初代の広瀬正徳氏は陸軍中将。じつに18年間在職しているが、これはいわゆる「お飾り」だったようだ。
ここでも10年以上職にあり、数々の改革を指揮して大相撲の生き残りを成し遂げた3代目理事長・時津風(双葉山)の足跡は、断然光っている。戦後の混乱期から大相撲を復興し、困難な時期を乗り越えて栃若時代、そして柏鵬時代へと角界を導いた。あらゆる意味で「大相撲の神様」であったことは疑う余地もない。
北の湖理事長は、唯一、二度にわたって在職している点が目立つが、これは最初の在職時に弟子が大麻使用で解雇された件の責を負って辞任したため。もしもその件がなければ、時津風を上回る13年以上の在職も夢ではなかったかもしれない(もっともその後も野球賭博問題、八百長問題があって、当時の理事長が辞職したりしているから、なんともいえんが)
そして、初代を除く10人の理事長のうち、6人を占める出羽海一門が、いかに角界を牛耳ってきたかも、これを見れば一目瞭然といえよう。
めずらしく真面目な話になりかかったので、ここで歴代最強の理事長を選んでみよう。といっても、優勝回数などの目安があるわけでもないのであくまで主観で。
前述したように元・双葉山の時津風と北の湖の両理事長が、在職の期間から見て、最強の有力候補だろう。ちょっと甲乙はつけにくいが、不祥事があった北の湖にややマイナス点ありで、最強理事長は元・双葉山で落着。
次いで、3代目時津風理事長のもとで右腕として手腕をふるい、その没後を引き継ぎ、「相撲取りになったのが間違い」とまで言われる経営手腕を発揮した4代目の武蔵川理事長をあげたい。私が相撲を見始めたころの理事長だしね。蔵前国技館を建てたのは武蔵川の手腕によるところ大だったそうだ。

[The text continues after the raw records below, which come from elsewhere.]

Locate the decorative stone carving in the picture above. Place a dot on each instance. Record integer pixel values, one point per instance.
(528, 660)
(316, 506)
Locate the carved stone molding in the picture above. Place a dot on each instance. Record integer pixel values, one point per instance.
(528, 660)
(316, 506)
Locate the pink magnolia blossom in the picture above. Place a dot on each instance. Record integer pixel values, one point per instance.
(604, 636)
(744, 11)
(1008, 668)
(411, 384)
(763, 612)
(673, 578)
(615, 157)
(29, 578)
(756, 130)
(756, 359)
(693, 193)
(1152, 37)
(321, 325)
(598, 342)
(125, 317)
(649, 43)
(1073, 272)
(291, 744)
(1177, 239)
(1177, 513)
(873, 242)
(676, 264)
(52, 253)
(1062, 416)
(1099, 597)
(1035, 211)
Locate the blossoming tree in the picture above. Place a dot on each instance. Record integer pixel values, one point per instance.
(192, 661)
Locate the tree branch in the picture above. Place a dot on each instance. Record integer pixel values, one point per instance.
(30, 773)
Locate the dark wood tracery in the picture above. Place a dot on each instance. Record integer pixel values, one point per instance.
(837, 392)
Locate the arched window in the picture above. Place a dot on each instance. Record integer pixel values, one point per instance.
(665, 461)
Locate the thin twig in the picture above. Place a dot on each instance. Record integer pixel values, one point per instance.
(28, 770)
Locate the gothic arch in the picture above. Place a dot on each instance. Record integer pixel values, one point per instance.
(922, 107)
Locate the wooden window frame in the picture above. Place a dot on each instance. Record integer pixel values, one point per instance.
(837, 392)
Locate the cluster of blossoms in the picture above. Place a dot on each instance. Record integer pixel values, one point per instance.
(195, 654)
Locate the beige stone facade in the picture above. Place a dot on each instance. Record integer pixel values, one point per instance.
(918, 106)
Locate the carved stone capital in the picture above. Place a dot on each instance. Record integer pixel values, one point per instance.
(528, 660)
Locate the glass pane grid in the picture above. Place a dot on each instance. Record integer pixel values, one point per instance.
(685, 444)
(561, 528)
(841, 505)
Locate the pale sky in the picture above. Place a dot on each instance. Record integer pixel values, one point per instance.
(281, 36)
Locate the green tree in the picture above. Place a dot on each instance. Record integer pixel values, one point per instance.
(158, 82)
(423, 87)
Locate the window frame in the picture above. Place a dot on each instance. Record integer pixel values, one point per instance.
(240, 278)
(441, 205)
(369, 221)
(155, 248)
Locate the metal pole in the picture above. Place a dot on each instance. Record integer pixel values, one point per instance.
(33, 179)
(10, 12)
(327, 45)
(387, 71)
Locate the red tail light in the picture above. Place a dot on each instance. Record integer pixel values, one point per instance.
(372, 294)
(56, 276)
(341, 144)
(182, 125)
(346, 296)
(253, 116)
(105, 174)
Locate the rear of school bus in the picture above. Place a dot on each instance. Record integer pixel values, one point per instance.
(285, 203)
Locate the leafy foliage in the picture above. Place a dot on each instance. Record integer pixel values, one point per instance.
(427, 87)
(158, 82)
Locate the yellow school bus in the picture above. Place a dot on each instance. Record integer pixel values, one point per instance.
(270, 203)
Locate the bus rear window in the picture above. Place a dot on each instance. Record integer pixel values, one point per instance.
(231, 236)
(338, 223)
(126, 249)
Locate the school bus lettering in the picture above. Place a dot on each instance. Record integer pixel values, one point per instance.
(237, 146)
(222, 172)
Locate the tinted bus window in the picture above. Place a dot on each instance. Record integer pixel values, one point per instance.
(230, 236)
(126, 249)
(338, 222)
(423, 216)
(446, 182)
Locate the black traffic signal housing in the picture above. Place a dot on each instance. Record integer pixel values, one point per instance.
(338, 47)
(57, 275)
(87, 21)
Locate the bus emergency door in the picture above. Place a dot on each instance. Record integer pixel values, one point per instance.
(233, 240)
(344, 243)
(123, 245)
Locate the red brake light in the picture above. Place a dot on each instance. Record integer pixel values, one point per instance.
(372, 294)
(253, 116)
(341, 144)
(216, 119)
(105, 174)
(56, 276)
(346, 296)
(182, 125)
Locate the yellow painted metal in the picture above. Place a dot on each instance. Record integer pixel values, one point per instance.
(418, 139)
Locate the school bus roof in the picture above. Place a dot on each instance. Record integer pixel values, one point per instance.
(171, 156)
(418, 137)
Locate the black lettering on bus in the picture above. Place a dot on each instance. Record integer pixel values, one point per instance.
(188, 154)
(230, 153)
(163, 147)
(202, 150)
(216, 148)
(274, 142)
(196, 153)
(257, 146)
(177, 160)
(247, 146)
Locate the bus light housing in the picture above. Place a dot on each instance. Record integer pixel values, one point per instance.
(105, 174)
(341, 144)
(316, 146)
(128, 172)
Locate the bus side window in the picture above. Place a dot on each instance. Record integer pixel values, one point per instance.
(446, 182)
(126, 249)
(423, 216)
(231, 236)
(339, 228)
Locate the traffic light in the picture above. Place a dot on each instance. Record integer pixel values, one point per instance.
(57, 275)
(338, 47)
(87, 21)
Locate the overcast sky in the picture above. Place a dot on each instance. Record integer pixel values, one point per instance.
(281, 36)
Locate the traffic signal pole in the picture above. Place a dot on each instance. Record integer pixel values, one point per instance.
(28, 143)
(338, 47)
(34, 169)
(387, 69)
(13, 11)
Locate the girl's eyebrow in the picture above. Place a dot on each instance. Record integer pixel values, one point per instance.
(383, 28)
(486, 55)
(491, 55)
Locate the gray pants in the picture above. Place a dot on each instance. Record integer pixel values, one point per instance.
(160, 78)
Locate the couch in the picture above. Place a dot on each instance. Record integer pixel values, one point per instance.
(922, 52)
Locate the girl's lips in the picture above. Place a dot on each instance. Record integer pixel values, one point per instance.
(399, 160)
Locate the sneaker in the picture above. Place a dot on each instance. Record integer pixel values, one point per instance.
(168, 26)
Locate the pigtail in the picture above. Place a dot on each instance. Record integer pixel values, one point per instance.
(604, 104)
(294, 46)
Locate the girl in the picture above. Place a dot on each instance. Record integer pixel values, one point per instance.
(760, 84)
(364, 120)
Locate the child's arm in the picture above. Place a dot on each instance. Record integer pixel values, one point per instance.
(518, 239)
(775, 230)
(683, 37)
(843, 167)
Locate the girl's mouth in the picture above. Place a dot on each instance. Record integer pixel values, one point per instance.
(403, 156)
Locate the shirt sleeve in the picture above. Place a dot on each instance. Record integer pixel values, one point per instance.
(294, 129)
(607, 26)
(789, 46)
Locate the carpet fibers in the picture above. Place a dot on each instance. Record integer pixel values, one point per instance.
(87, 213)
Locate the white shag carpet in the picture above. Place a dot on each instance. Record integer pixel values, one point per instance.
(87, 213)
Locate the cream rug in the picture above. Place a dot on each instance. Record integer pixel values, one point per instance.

もう一人あげるとすれば、現在の両国国技館を無借金で建設したという実績のある5代目・春日野理事長かな。ただ、先代、先々代理事長の経営と蓄財ゆえだったともいわれるので、ここは一歩譲るのか。
まあ、経営者たる理事長に「最強」も何もないと思うので、お遊びはここまでにしておこう。
さて、北の湖理事長の後任には、現在協会ナンバーツーの事業部長で、理事長代行に選ばれた八角親方の就任がほぼ確実のようだ。実現すれば史上初の高砂一門出身の理事長となる。今までなかったのが不思議な感じだが、前述したように保守本流(笑)の出羽海一門の結束と勢力の前に屈してきたってことか。八角新理事長(予想)には、人気回復傾向にある今こそ、現役時代そのままの、攻めの経営を貫いていただきたい。